Делла Стрит вышла вслед за Герти в приемную. Минут через пять она вернулась.
— Итак? — спросил Мейсон.
— Он не бродяга.
— Ох! — разочарованно вздохнул Мейсон.
— Я не смогла понять, кто он на самом деле. Одежда не то чтобы совсем ветхая, но изрядно поношенная и выгоревшая на солнце. Судя по всему он — не городской житель, и к тому же весьма насторожен и несловоохотлив. О сути дела говорить мне не стал.
— В таком случае пусть уходит и проявляет свою настороженность в другом месте, — несколько раздраженно заметил Мейсон.
— Он не уйдет и будет добиваться встречи с вами настойчиво, как… осел. Шеф, я вдруг поняла! Он — старатель. Как же я раньше не догадалась! На нем лежит печать пустыни, а его настойчивость — от общения с ослами. Он пришел к вам и добьется встречи, будь то сегодня, завтра или на следующей неделе. Кто-то посоветовал ему обратиться к Перри Мейсону, и он не отступит.
Глаза Мейсона сверкнули.
— Пригласи его, Делла. Как его зовут?
— Бауэрс. Имени или инициалов он не назвал.
— Где он живет?
— По его словам, «там, где расстилаешь одеяло и устраиваешься на ночлег».
— Превосходно! На него необходимо взглянуть.
Делла понимающе улыбнулась, вышла и через мгновение вернулась с клиентом.

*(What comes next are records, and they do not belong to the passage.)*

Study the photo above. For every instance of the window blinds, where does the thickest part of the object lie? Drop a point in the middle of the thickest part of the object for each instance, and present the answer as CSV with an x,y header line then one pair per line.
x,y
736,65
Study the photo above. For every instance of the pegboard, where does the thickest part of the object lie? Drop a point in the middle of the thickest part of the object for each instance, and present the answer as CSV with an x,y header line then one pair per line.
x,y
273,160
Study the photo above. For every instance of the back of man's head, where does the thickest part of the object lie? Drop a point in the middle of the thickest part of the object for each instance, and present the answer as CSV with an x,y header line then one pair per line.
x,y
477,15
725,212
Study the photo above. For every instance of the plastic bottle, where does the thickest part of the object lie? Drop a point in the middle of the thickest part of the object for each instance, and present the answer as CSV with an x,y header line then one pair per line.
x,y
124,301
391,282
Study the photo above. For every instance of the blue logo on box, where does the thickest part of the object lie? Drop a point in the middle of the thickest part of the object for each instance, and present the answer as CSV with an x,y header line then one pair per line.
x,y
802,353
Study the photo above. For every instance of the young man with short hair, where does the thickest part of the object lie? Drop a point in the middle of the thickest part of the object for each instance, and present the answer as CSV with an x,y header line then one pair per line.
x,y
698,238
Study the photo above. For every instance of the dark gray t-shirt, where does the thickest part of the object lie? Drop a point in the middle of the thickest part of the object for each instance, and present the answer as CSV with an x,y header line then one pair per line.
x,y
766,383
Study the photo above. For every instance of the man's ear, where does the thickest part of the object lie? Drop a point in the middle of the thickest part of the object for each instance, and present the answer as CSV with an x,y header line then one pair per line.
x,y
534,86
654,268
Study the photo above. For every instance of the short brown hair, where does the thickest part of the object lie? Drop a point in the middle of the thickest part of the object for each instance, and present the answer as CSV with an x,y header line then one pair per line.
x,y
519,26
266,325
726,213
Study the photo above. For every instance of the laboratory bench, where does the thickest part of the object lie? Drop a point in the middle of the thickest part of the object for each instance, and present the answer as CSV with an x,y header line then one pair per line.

Переступив едва порог, Бауэрс вперил в Мейсона взгляд, в котором угадывалось беспокойство, но не было ни любезности, ни почтительности. Человек, казалось, лучился достоинством. Выгоревшая на солнце рабочая рубашка была безукоризненно чиста, хотя воротничок от частых стирок сделался мягким и слегка обтрепанным. Куртка, очевидно, из оленьей кожи, явно не отличалась чистотой. Въевшаяся в кожу грязь со временем приобрела глянцевый блеск, подобный глазури на фарфоре. Широкие рабочие брюки, вылинявшие и залатанные, тоже были безупречно чистыми. Видавшие виды кожаные ботинки носили следы многомильных пеших переходов. Широкополая шляпа, видимо, служила хозяину тоже долгие годы, о чем свидетельствовали запечатлевшиеся на ленте пятна от пота и деформировавшиеся поля. Но не одежда делала этого человека столь неординарным, а его лицо. Его глазами взирала на наш весьма враждебный мир простая, скромная душа. Но взгляд тем не менее не был смущенным. Это был взгляд твердого, целеустремленного, уверенного в себе человека.

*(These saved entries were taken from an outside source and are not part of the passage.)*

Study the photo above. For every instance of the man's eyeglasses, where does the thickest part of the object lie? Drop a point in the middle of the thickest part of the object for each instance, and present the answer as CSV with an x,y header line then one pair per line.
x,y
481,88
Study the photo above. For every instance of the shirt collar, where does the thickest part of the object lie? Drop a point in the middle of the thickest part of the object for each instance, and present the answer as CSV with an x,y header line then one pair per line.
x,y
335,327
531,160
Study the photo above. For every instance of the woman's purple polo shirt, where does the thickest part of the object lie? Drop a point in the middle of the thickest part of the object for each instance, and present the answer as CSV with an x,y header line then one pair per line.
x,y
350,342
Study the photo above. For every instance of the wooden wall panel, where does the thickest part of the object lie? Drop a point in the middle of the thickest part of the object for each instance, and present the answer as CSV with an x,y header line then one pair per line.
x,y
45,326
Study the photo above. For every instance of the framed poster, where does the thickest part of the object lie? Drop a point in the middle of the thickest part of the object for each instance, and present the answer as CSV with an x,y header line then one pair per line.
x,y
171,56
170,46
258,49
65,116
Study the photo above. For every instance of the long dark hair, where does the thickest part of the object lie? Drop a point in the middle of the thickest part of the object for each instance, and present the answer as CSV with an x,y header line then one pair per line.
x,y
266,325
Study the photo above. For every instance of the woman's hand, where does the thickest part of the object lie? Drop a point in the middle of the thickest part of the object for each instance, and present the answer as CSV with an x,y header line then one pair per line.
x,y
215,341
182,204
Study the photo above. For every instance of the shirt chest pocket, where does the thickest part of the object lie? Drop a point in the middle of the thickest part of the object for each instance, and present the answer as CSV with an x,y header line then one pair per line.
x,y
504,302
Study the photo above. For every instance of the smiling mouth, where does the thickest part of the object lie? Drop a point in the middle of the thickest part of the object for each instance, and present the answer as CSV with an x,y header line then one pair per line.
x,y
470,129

— Доброе утро, — произнес адвокат. — Вас зовут Бауэрс?
— Именно так. Вы — Мейсон?
— Да.
Бауэрс прошел к столу, сел напротив Мейсона и настороженно взглянул на Деллу Стрит.
— Все в порядке, — успокоил его Мейсон. — Она — моя секретарша и ведет записи по всем делам. У меня нет от нее секретов, а вас я могу заверить в ее полной благонадежности.

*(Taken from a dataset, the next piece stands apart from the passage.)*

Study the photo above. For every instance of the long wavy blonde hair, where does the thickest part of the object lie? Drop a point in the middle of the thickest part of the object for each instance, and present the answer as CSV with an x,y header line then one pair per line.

Бауэрс уперся локтями в колени и принялся вертеть шляпой, зажатой в загорелых, бронзового цвета пальцах.
— Расскажите мне о ваших проблемах, мистер Бауэрс.
— Если не возражаете, называйте меня Солти[1]. Все эти «мистеры» мне совершенно ни к чему.
— Почему Солти? — поинтересовался Мейсон.
— Я долго болтался по соляным копям, в Долине Смерти, там и получил это прозвище. Это было давно, еще до встречи с Бэннингом.
— Кто такой Бэннинг?
— Бэннинг Кларк. Мой партнер, — прямо ответил Бауэрс.
— Партнер в горном деле?
— Именно так.
— У вас с ним возникли разногласия по поводу какой-то из шахт?
— Разногласия с ним?
— Да.
— Вот те на! — воскликнул Бауэрс. — Я же сказал вам, он — мой партнер. Какие могут быть разногласия с партнером?
— Понятно.
— Я хочу защитить его. От бесчестной корпорации и президента-мошенника.
— Быть может, вы расскажете мне обо всем по порядку? — предложил Мейсон.
Солти покачал головой.
Мейсон с любопытством разглядывал посетителя.
— Понимаете, — попытался объяснить свое поведение Солти, — я не так умен, как Бэннинг. Он получил образование. Он вам обо всем и расскажет.
— Хорошо, — твердо произнес Мейсон. — Я назначаю ему встречу на…
— Он не может приехать, — прервал адвоката Солти. — Поэтому пришлось ехать мне.
— Почему он не может приехать?
— Доктор приковал его.
— К постели?
— Нет, не к постели, но ему нельзя подниматься по лестницам, ездить на дальние расстояния… Он должен оставаться на месте.